Yep, Canadians don’t get to see the Super Bowl ads when Americans do — we have to watch them on our computers another time.
So Colby Cosh writes:
The CRTC made its decision partly because everyone agrees that the substituted advertising is always disappointing. It gave the commission the opportunity to do something populist that would reverse its own political reputation as a force-feeder of dismal CanCon, a drearifier of Canadian media.
But it also made the decision partly because a regulator loves to have documents to act upon. (…)
My first instinct, at the time, was to applaud. Give us the cool American ads, just for one day! But then I remembered how I actually watch the Super Bowl every year: at a bachelor friend’s annual party for football fans. We get together to make friendly wagers (fine, they’re unfriendly and vicious), eat pizza at halftime, and make cutting remarks about Bill Belichick or Eli Manning.

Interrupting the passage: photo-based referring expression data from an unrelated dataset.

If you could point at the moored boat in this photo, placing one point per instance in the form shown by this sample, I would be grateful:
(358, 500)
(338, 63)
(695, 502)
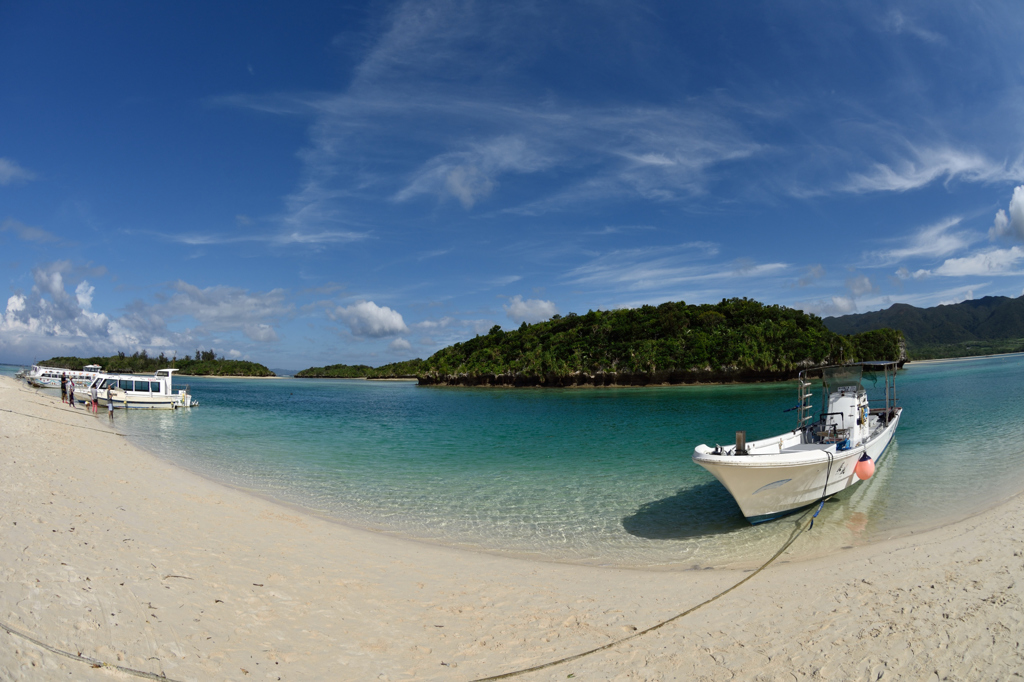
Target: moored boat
(49, 377)
(775, 476)
(133, 391)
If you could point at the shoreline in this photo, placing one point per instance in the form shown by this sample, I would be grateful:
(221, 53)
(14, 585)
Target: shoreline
(131, 559)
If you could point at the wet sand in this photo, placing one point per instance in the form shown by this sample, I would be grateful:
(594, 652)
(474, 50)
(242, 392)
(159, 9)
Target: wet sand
(114, 553)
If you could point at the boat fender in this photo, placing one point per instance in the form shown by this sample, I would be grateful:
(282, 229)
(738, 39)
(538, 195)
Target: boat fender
(864, 468)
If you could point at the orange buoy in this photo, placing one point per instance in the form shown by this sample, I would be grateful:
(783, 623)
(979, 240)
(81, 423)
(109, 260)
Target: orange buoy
(864, 467)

There is beer and there are snacks.
What there aren’t is… er, what there isn’t are… what I mean to say is that there’s nobody around who has no use for football. No one is present just because they live in that house with the host, and no one is just tagging along. This means that, for us eccentrics who think of the Super Bowl primarily as a football game, the commercials serve their traditional televisory function of giving the viewer a break. The American ads are fun, but if you ever want to have a pee, or reload your beer, or make a particularly trenchant and complex observation about Tom Brady’s stupid hairdo without shouting, you are bound to do it during the commercial break. (…)
The easiest way for a viewer at a football-centric party to take in the American ads is to do what Bell Media has been urging: go watch them on YouTube all at once after the game. But in an ordinary household, the game really isn’t just about the game, or mostly about it. The ads give non-NFL fans a way to hang out and enjoy the broadcast. They allow for the existence of Super Bowl parties that aren’t clubby male-bonding exercises for degenerate gamblers and Fathead collectors. They let couples in which there is only one football fan share the biggest TV event of the year. I don’t want to say “they let the missus enjoy the show and have some of that awesome seven-layer dip, which, by the way, she probably made”, but in some homes that is probably how it works.
All of this is to say that the CRTC had a strong logical basis, or at least a pretext, for doing what it wanted to about the Super Bowl simsubs. It’s a culture regulator: it decided to treat the Super Bowl broadcast as culturally different from any other. It seems almost inarguable that it is. The success of the NFL has turned its defining event into a movable feast, a part of the shared civil religion of the continent. (…)
The mystery is why no Canadian companies ever spent much effort to make clever or artistically ambitious Canadian ads specifically for Super Bowl simsubbing purposes. Why does this controversy exist? Why didn’t we have better Super Bowl ads of our own in the first place? Is there a better answer than “unflagging Canadian devotion to mediocrity”?